Improving CME modelling with data assimilation of Heliospheric Imager observations into the HUXt solar wind numerical model.

Coronal Mass Ejections that impact Earth drive the most severe space weather. To better enable effective space weather mitigation plans, there is much interest in improving the quality of CME arrival time predictions, particularly by quantifying and reducing the prediction uncertainty. A limited set of observatories, challenges in interpreting observation data, and limiting assumptions in CME parameterisations all play important roles in the uncertainty of the predicted CME evolution.

Data assimilation techniques provide a path for improving the predictive skill, by integrating observations into a modelling framework in a way that returns model states that better reflect the true state of a system. Furthermore, such techniques can self-consistently account for uncertainty in the observations, and uncertainty in the models structure and parameterisations.

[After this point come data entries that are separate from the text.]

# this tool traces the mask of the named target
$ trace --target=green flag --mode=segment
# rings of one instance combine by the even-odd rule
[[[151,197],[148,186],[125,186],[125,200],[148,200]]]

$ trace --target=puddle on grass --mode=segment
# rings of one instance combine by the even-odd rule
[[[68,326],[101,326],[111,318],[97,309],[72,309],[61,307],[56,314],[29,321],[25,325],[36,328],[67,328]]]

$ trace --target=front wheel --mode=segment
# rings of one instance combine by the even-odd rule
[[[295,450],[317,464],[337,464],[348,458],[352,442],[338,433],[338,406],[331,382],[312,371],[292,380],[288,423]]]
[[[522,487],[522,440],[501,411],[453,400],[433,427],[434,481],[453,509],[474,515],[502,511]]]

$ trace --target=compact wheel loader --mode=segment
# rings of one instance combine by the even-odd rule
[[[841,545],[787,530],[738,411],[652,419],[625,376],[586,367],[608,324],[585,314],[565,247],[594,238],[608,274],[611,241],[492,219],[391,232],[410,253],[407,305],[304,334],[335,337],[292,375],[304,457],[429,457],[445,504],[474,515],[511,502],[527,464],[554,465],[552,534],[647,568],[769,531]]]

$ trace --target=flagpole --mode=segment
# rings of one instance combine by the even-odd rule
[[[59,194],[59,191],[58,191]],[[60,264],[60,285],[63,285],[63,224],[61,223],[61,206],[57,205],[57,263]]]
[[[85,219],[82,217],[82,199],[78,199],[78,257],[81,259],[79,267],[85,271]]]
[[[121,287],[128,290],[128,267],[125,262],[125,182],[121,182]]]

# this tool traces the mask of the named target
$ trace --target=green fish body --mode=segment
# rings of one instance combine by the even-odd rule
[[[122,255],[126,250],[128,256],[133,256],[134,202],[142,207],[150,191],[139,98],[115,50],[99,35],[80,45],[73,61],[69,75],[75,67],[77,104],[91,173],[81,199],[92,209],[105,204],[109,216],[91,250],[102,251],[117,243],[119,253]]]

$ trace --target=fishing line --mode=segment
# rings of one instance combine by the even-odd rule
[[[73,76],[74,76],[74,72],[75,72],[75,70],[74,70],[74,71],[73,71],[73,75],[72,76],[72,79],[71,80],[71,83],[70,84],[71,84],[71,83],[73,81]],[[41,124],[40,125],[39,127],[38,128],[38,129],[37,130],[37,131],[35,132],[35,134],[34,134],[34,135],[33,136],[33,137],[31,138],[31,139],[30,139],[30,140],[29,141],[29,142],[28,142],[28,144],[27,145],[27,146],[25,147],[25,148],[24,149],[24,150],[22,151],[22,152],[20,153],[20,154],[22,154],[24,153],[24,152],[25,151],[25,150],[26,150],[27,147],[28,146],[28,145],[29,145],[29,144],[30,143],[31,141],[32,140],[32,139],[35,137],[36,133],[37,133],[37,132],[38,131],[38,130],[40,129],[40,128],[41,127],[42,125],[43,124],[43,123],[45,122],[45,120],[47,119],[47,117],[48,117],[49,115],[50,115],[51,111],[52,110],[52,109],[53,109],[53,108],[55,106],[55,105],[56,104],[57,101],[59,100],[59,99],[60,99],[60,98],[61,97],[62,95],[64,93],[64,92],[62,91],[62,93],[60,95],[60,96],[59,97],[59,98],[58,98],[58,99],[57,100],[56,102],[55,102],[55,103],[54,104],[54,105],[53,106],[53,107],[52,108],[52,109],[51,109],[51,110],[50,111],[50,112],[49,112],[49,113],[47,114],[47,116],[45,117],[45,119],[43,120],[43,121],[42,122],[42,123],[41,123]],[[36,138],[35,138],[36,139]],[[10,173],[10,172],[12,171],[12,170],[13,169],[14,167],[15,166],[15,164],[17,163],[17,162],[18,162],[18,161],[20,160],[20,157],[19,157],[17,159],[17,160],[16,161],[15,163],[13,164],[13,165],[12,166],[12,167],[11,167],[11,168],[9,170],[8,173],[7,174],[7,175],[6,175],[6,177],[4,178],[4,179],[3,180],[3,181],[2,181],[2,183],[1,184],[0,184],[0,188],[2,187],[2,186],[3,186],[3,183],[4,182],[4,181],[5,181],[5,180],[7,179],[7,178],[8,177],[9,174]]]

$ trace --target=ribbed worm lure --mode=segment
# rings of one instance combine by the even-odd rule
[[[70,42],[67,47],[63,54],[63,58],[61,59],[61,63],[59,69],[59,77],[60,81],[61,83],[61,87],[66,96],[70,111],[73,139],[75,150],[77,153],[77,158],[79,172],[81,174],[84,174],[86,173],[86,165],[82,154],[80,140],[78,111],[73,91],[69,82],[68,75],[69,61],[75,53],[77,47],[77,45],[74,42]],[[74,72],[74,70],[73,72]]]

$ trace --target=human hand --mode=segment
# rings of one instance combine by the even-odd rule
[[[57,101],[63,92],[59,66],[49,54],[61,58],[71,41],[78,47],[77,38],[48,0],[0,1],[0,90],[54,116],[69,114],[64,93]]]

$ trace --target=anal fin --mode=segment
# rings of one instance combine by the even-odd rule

We present some early results from our work to build a particle filter data assimilation scheme around the HUXt solar wind model. Assimilating the time-elongation profiles of CME flanks observed by the Heliospheric Imagers on NASAs STEREO mission, we demonstrate that such methods have good potential to improve modelled CME arrival time predictions. Using a simulation study, we present an estimate of the potential CME arrival time prediction improvements gained by using this particle-filter approach with an L5 Heliospheric Imager.